A morning zoo typically consists of two or more radio personalities, usually ostensibly capable of spontaneous comic interaction as well as competent delivery of news and service elements. Most morning zoo programs involve scripted or live telephone calls, on-air games and regular contests.
The first morning zoo program, focusing on the zany interactions of two hosts, was conceived and performed in 1981 by Scott Shannon and Cleveland Wheeler of WRBQ-FM in Tampa, Florida, known at the time as Q105 FM. Wheeler had been serving as the personality DJ hosting the morning drive program for the station's previous four years. Shannon was the new operations manager in 1981. The two decided to break with tradition and work up a wilder show together, founded on their own playful, irreverent and provocative interaction, with spontaneous bits of parody and comedy leavened with straight news. They called the show the Q Morning Zoo, and it quickly became a hit. At its height it had 85 people working to produce it.
(Prior to this development, radio station KZEW in Dallas was known as "the Zoo" because of its call letters. Beginning in September–October 1976, morning DJ Charlie Kendall hosted a zany show initially named Zooloos In Your Morning, the name being a wordplay on the Zulu people. However, Kendall's was a one-man show, not a "zoo" with multiple radio personalities.)

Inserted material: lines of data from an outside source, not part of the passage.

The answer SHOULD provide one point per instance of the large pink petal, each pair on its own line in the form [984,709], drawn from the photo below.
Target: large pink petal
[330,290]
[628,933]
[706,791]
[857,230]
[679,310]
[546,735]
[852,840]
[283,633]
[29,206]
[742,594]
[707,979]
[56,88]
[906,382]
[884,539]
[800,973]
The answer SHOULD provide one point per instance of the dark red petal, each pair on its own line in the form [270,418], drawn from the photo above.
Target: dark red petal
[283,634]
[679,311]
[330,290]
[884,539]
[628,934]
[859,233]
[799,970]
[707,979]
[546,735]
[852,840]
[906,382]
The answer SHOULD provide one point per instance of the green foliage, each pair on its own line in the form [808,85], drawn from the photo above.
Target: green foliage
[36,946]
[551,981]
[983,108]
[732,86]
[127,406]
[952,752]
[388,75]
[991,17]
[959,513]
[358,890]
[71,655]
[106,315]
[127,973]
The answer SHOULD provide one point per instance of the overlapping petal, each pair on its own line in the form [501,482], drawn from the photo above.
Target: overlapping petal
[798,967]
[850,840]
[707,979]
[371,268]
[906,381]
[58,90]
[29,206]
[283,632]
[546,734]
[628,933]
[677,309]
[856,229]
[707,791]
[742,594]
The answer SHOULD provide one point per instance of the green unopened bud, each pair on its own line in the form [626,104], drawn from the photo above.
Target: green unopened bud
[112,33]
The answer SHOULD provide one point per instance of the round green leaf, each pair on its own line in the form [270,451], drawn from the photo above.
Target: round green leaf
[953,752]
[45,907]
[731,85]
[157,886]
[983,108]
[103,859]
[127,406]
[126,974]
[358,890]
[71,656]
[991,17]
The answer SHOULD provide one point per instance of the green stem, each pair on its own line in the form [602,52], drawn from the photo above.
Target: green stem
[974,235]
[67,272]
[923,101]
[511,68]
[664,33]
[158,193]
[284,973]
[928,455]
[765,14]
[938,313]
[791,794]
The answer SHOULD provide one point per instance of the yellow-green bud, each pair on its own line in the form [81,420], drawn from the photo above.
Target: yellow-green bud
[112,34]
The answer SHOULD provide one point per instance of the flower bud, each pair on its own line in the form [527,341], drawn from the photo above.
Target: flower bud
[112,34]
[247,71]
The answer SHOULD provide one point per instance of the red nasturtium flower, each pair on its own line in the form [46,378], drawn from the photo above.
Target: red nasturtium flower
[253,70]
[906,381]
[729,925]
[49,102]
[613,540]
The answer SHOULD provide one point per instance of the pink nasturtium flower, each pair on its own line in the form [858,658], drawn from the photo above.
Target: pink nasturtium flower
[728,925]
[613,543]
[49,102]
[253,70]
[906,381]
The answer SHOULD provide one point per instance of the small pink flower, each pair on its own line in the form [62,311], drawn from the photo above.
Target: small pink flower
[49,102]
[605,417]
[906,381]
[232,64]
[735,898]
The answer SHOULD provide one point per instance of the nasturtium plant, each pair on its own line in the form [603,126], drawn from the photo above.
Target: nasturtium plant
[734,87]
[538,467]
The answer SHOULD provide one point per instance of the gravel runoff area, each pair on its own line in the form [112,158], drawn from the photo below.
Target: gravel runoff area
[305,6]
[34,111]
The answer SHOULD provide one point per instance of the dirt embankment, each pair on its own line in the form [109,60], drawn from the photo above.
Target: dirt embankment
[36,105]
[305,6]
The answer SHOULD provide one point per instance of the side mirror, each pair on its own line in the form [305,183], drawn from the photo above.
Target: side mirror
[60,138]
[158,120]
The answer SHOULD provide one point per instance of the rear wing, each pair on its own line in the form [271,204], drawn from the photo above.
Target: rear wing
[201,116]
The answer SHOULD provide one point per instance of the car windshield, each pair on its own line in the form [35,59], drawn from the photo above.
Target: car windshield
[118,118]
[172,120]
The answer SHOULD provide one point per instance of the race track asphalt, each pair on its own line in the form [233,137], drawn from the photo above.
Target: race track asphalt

In July 1983, Shannon left Tampa to reinvent WHTZ "Z-100" in the New York City market, based out of Secaucus, New Jersey. On August 2, Shannon hosted the first Z Morning Zoo at WHTZ, soon settling into a team which included straight man Ross Brittain, newscaster Claire Stevens, public service director Professor Jonathan B. Bell, 22-year-old "Captain" Kevin on the phones, and production manager J. R. Nelson. Shannon's popular new format brought WHTZ from last place to first in just 74 days, and put longtime #1 morning DJ Don Imus in second place. When WHTZ became a huge ratings success, the name and format of the "Morning Zoo" was copied by stations across the USA.